# 3D Printing > 3D Printing in Education > Teachers & Professors >  Grant writing for new Printer

## MysteryAlabaster

Can anyone help me think of some good, persuasive points of how a $40,000 Full-color sandstone 3d printer would benefit a school? We already have two Makerbot systems, but We'd like to take our classes a bit farther.


The only thing I can think of right now, is that it would let us explore more advanced options for teaching students. We are currently limited to color-less designs that need to be made with the idea of printing with supports. If we could get this new printer, it would allow us to teach color mapping, and allow our students to make more advanced designs that would print without the need for support.



Anyone have any ideas that could help me and my boss write this grant?

----------


## jimc

Out of curiosity, what is the printer you are looking at?

----------


## MysteryAlabaster

> Out of curiosity, what is the printer you are looking at?

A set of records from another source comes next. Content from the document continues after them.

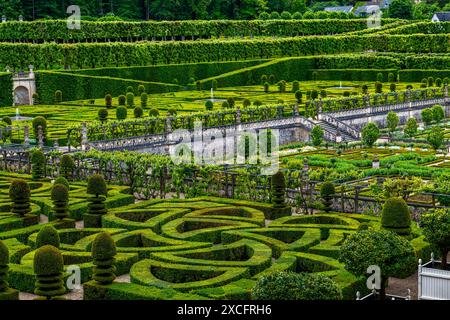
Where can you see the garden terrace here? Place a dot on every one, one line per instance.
(167, 262)
(56, 30)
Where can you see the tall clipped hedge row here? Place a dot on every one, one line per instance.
(6, 85)
(126, 31)
(78, 87)
(95, 55)
(183, 73)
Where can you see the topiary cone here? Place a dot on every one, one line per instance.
(60, 198)
(103, 255)
(48, 267)
(19, 193)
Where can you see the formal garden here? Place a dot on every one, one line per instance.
(94, 206)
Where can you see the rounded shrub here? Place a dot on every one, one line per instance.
(66, 166)
(103, 114)
(39, 122)
(278, 190)
(141, 89)
(48, 266)
(286, 15)
(121, 113)
(60, 198)
(297, 16)
(108, 101)
(274, 15)
(396, 216)
(327, 191)
(122, 100)
(144, 100)
(63, 181)
(153, 112)
(37, 164)
(58, 96)
(264, 16)
(103, 255)
(4, 261)
(295, 286)
(48, 235)
(96, 185)
(138, 112)
(130, 99)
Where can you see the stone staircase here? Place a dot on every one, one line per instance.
(334, 130)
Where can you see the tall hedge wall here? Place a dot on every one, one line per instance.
(78, 87)
(352, 74)
(417, 75)
(167, 73)
(6, 86)
(127, 31)
(94, 55)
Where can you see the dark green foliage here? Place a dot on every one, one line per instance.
(48, 235)
(144, 100)
(122, 100)
(42, 122)
(294, 286)
(370, 134)
(96, 207)
(435, 226)
(58, 96)
(298, 96)
(327, 192)
(278, 190)
(396, 216)
(138, 112)
(378, 87)
(436, 137)
(103, 114)
(63, 181)
(66, 166)
(96, 185)
(19, 193)
(121, 113)
(60, 198)
(48, 267)
(4, 261)
(393, 254)
(317, 135)
(103, 253)
(7, 120)
(130, 99)
(209, 105)
(108, 101)
(38, 162)
(153, 112)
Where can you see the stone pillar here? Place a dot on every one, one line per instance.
(26, 135)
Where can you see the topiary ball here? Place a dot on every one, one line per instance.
(327, 190)
(396, 216)
(63, 181)
(103, 247)
(96, 185)
(4, 254)
(60, 193)
(19, 189)
(48, 261)
(48, 235)
(278, 180)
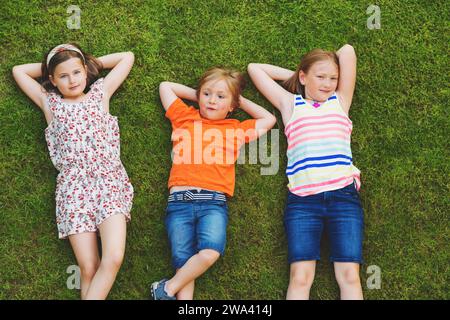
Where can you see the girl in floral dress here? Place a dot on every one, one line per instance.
(93, 192)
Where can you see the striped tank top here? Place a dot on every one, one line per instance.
(319, 153)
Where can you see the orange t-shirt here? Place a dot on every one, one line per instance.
(205, 151)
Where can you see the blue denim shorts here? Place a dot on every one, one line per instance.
(195, 224)
(338, 212)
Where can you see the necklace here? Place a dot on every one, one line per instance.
(315, 103)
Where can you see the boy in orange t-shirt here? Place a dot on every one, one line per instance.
(205, 148)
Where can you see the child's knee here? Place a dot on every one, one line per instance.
(209, 256)
(302, 278)
(348, 277)
(113, 259)
(89, 269)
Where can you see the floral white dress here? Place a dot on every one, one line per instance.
(84, 145)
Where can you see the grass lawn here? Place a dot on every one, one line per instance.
(399, 140)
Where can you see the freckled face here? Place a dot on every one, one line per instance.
(70, 78)
(321, 80)
(215, 100)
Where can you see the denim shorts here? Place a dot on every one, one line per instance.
(195, 224)
(338, 212)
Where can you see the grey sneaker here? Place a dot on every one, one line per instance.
(157, 291)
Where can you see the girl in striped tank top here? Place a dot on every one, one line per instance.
(314, 102)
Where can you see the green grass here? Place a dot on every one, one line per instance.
(400, 140)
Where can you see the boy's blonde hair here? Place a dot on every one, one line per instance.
(293, 84)
(234, 79)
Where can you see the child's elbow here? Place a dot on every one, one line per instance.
(349, 49)
(164, 86)
(130, 55)
(271, 121)
(251, 66)
(15, 71)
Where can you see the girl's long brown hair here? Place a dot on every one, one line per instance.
(293, 84)
(94, 67)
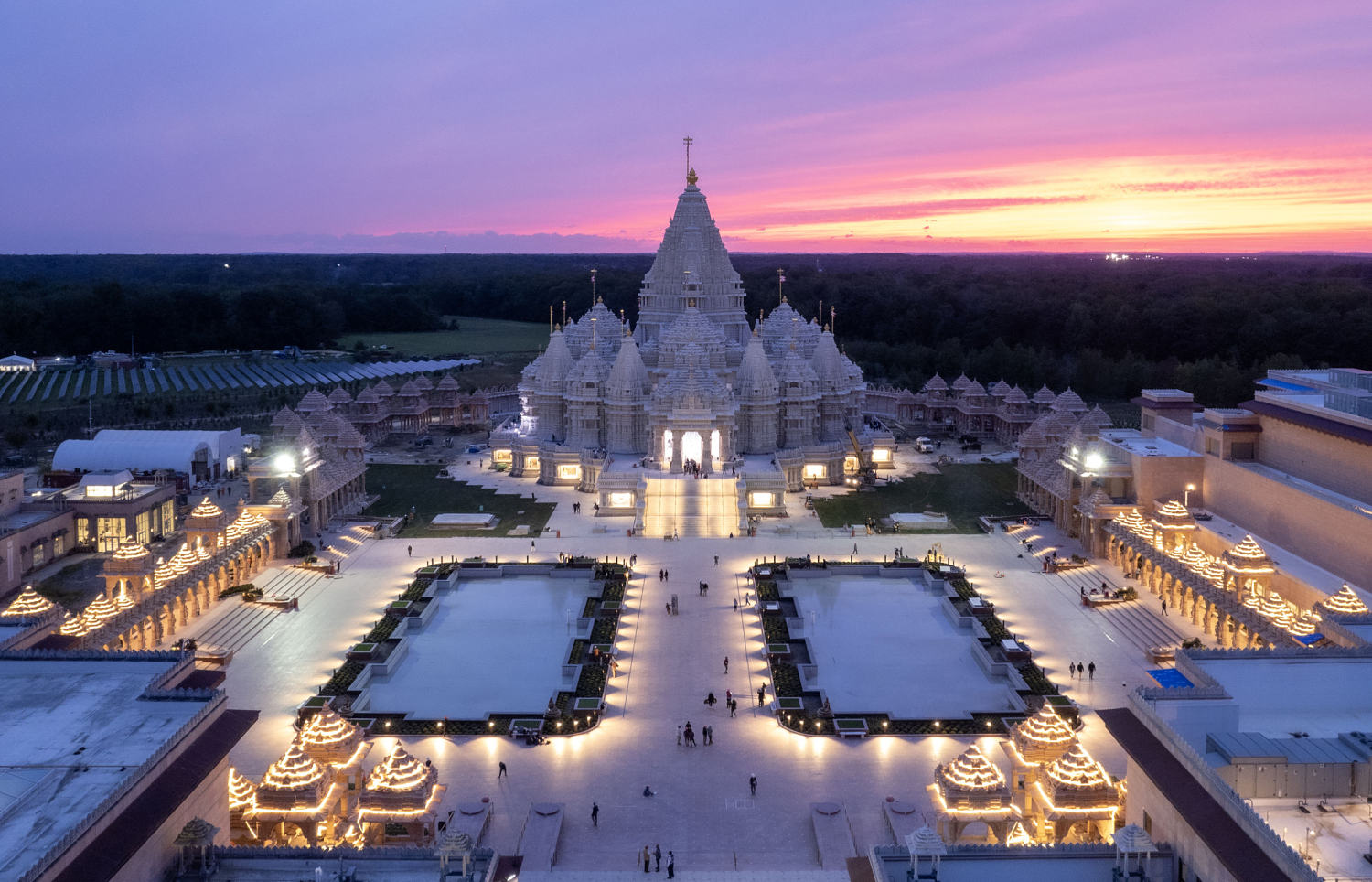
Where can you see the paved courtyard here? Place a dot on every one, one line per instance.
(885, 646)
(702, 810)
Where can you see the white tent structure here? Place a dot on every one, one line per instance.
(225, 445)
(153, 451)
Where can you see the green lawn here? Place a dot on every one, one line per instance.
(965, 492)
(401, 487)
(477, 337)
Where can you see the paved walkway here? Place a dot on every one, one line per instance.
(702, 808)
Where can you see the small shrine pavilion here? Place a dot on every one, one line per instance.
(400, 793)
(971, 789)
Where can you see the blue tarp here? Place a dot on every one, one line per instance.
(1171, 678)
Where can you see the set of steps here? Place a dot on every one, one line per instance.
(1138, 624)
(688, 506)
(1142, 627)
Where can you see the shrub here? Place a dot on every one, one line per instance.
(342, 678)
(381, 631)
(1037, 681)
(785, 678)
(604, 629)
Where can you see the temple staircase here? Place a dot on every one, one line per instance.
(686, 506)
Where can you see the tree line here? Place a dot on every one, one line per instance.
(1206, 324)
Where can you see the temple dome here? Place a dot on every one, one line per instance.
(795, 375)
(27, 604)
(1077, 780)
(1345, 602)
(293, 780)
(600, 327)
(554, 365)
(586, 376)
(1069, 401)
(828, 364)
(1043, 737)
(328, 738)
(691, 244)
(1248, 558)
(971, 780)
(756, 381)
(627, 379)
(313, 403)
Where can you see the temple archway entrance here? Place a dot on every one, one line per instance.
(691, 447)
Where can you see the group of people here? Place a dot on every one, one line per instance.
(1076, 670)
(656, 855)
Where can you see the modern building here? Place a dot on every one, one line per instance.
(1249, 520)
(32, 535)
(691, 390)
(1256, 764)
(110, 506)
(197, 454)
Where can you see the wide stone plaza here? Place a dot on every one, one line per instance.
(702, 810)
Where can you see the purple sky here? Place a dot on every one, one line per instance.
(505, 126)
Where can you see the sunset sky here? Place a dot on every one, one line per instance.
(1062, 125)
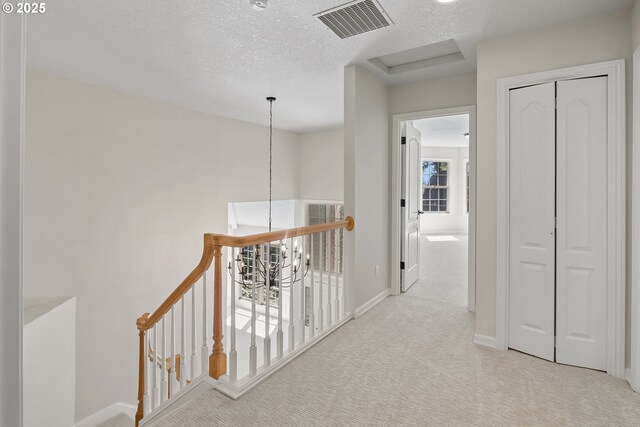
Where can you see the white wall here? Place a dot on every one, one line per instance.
(366, 175)
(322, 165)
(11, 146)
(119, 191)
(49, 364)
(590, 40)
(635, 25)
(456, 221)
(433, 94)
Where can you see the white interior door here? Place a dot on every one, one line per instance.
(412, 196)
(531, 223)
(581, 264)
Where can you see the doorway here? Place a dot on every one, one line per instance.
(561, 216)
(434, 185)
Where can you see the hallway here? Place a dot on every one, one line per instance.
(411, 361)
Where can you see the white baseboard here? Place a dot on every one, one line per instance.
(199, 386)
(107, 413)
(371, 303)
(484, 340)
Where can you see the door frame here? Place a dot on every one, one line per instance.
(396, 182)
(616, 215)
(634, 375)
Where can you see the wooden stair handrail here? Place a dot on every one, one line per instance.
(213, 244)
(212, 241)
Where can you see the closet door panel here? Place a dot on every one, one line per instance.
(581, 281)
(531, 224)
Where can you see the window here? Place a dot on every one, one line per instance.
(435, 189)
(468, 186)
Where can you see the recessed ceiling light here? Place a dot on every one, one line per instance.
(258, 4)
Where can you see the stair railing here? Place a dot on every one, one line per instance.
(162, 375)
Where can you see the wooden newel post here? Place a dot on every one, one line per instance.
(218, 359)
(141, 364)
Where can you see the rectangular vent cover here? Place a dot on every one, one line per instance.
(355, 18)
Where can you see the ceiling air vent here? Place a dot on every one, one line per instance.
(356, 17)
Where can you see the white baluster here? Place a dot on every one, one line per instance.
(280, 334)
(163, 364)
(204, 351)
(233, 354)
(341, 265)
(312, 315)
(329, 263)
(154, 364)
(267, 309)
(320, 296)
(194, 352)
(292, 265)
(172, 355)
(183, 346)
(303, 268)
(146, 407)
(336, 266)
(253, 350)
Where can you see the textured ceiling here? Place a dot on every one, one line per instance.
(224, 58)
(446, 131)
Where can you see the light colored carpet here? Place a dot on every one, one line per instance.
(410, 361)
(120, 420)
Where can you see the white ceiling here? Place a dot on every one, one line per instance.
(446, 131)
(224, 58)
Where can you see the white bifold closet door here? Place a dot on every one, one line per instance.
(532, 213)
(581, 245)
(558, 221)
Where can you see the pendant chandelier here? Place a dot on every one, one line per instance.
(268, 272)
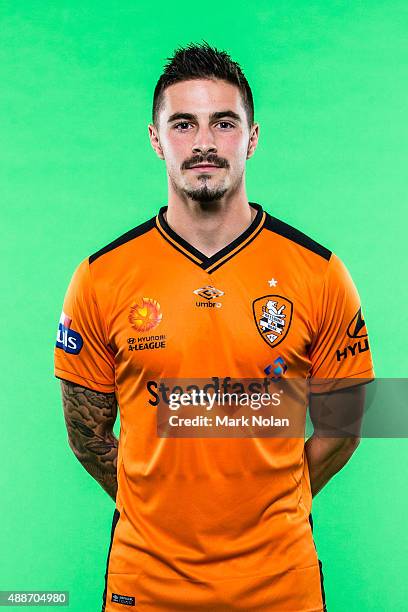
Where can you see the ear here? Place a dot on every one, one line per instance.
(253, 140)
(154, 140)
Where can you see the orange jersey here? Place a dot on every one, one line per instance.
(210, 523)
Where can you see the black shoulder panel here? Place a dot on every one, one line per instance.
(137, 231)
(282, 228)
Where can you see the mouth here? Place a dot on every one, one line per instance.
(203, 167)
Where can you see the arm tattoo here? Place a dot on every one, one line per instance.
(89, 418)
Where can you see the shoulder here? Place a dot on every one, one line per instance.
(128, 237)
(297, 237)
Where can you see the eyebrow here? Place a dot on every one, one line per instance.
(213, 116)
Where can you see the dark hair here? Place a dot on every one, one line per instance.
(201, 61)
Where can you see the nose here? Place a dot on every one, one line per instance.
(204, 142)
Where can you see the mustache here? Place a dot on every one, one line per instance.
(210, 159)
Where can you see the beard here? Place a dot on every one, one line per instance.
(205, 193)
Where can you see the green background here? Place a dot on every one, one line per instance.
(77, 170)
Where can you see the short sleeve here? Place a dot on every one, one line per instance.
(82, 354)
(340, 348)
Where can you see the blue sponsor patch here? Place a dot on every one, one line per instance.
(69, 340)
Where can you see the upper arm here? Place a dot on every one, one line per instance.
(338, 414)
(89, 417)
(340, 350)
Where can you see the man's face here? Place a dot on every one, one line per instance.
(204, 122)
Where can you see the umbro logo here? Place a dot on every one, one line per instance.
(209, 293)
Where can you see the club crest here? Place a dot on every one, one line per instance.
(273, 316)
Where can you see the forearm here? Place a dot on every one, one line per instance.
(90, 417)
(99, 457)
(326, 456)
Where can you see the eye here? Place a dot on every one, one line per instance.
(180, 124)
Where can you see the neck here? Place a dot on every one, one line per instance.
(209, 227)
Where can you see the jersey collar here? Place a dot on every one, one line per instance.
(210, 264)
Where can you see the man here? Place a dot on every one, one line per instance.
(211, 288)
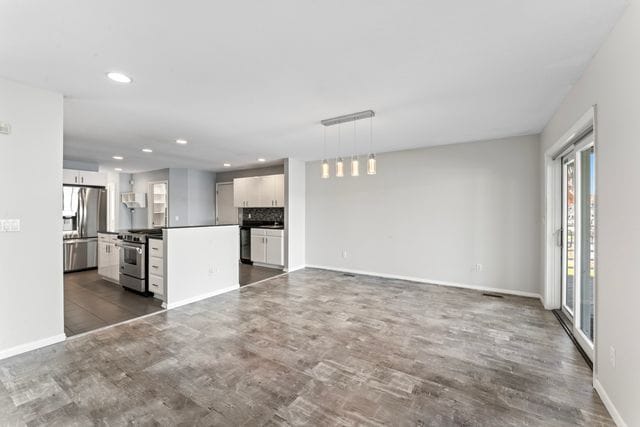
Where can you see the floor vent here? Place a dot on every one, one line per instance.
(486, 294)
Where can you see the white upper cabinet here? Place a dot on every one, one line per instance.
(278, 190)
(76, 177)
(259, 191)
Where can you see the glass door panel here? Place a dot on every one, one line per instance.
(578, 241)
(568, 236)
(585, 303)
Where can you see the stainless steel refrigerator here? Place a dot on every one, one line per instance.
(84, 214)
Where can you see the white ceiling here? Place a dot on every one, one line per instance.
(248, 79)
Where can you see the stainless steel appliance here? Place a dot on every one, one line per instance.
(84, 214)
(134, 258)
(245, 237)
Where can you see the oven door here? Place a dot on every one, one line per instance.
(132, 260)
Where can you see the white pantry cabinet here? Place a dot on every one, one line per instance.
(76, 177)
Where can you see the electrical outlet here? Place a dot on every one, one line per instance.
(612, 356)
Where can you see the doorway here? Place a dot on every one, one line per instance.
(577, 243)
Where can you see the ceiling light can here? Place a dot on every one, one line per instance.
(119, 77)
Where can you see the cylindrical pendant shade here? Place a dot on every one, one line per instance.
(355, 167)
(339, 167)
(371, 164)
(325, 169)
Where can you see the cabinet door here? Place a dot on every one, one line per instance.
(114, 262)
(103, 259)
(70, 176)
(254, 192)
(275, 250)
(258, 249)
(239, 192)
(278, 190)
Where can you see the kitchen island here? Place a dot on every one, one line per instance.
(199, 262)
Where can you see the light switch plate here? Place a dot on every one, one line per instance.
(9, 225)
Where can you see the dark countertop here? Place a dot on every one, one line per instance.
(199, 226)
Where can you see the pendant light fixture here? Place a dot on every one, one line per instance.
(371, 161)
(355, 162)
(339, 161)
(355, 166)
(325, 163)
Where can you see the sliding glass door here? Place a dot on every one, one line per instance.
(578, 241)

I don't have the name on-hand right now, but it's the same one that Shapeways uses.

----------


## asharrock

If I was on the committee I don't know if I would give a grant for that much for the printer. There just wouldn't be that many kids that would go through the course to justify the expense.

----------


## MechaBits

Imagine how many different machines you could build for 40k, teach that and you have a winning course.

----------


## Deifell

Hello,
Where can I download the 2020 MakerBot Educators Grant Guide? Our school is enrolled in the district-wide STEM program and we want to give it a try. I'm a middle school TA from Iowa and I will be in charge of the process, so I need to write my essay motivation (letter) applying for a grant.

David Deifell

----------